Jubel brandete am Dienstagabend auf für ein furioses Darsteller-, Regie- und Technik-Team vom Thalia-Theater Hamburg, das im ausverkauften Theater der Stadthalle das erfolgreichste und meistinszenierte Stück der letzten Jahre spielte: „Tschick“ von Wolfgang Herrndorf.

Die aufregende, skurrile, urkomische und berührende Geschichte über die 14-jährigen Jungen Maik und Tschick und das Mädchen Isa, über den Beginn ihrer wunderbaren Freundschaft und ihren Sprung ins Erwachsenenleben. Der (Jugend-)Roman „Tschick“, 2012 ausgezeichnet mit dem Fallada-Preis, war der literarische Durchbruch für Wolfgang Herrndorf, der 1965 in Hamburg geboren wurde und 2013 in Berlin verstarb. Bereits 2011 wurde am Schauspielhaus Dresden die Bühnenfassung von Robert Koall, der sich als „Arrangeur“ des Textes sieht, uraufgeführt. Er hatte das richtige Gespür für Maik und Tschick, wählte sicher die Situationen aus, die die Bühne realisieren kann, und hielt sich eng an die großartigen Dialoge und Erzählpassagen.

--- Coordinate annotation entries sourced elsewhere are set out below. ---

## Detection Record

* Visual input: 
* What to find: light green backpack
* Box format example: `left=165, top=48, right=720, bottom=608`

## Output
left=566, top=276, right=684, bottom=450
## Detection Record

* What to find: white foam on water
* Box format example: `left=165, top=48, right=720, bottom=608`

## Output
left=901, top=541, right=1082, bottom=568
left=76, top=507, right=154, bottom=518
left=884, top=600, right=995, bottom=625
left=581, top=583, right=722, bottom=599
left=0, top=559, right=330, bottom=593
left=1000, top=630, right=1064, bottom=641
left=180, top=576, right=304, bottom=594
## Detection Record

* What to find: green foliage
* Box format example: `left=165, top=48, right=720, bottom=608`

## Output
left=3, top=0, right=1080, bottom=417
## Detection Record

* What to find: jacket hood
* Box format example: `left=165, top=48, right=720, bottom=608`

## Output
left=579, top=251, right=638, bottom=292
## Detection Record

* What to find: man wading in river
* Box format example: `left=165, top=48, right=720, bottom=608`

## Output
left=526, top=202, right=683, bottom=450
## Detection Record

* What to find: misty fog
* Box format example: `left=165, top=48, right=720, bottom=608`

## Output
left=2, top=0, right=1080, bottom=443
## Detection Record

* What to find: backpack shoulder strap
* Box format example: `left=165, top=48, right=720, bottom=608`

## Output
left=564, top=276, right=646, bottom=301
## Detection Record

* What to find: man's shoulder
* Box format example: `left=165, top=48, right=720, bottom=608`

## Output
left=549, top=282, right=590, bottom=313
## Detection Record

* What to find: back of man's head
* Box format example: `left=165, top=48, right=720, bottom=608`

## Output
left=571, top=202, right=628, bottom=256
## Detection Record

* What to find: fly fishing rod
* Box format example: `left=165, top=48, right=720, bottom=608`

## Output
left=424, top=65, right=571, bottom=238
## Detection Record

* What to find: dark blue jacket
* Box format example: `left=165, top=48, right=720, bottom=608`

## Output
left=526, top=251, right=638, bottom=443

Die Inszenierung des Thalia-Theaters begeisterte sowohl durch Spontaneität wie Präzision, steckte voller Fantasie, war manchmal etwas abgedreht und immer höchst lebendig – auch durch den Einsatz vieler Theater-Elemente. Regisseur Christopher Rüping und das Darsteller-Trio bestachen durch Ideenreichtum, Leichtigkeit und unerwartete, amüsante Spielvarianten. Im Mittelpunkt der Handlung stehen zwei 14-jährige Schüler der 7. Klasse eines Berliner Gymnasiums: Maik Klingenberg, „wohlstandsverwahrlost“ und einsam und Andrej Tschichatschow, genannt Tschick, bettelarm und unternehmungslustig. Dieser Tschick steht zu Beginn der Sommerferien mit einem geklauten alten Lada vor Maiks Tür und animiert ihn zu einer Autotour. Er will seinen Großvater in der Walachei besuchen, doch ohne Karte und Kompass kommen sie nicht weit und bestehen irgendwo im Nirgendwo südlich von Berlin die tollsten Abenteuer. Sie kraxeln auf Mülldeponien, erleben die Schönheiten der Natur und lernen von Isa, dem klugen Mädchen von der Deponie, nützliche Dinge – auch über die Liebe. Franziska Hartmann gestaltete Isa und noch etliche weitere Rollen mit Überzeugungskraft und Pfiff.

Ganz authentisch, locker und selbstverständlich im Spiel begeisterten Pascal Houdus und Steffen Siegmund als Tschick und Maik. Großer Beifall für großartiges Theater!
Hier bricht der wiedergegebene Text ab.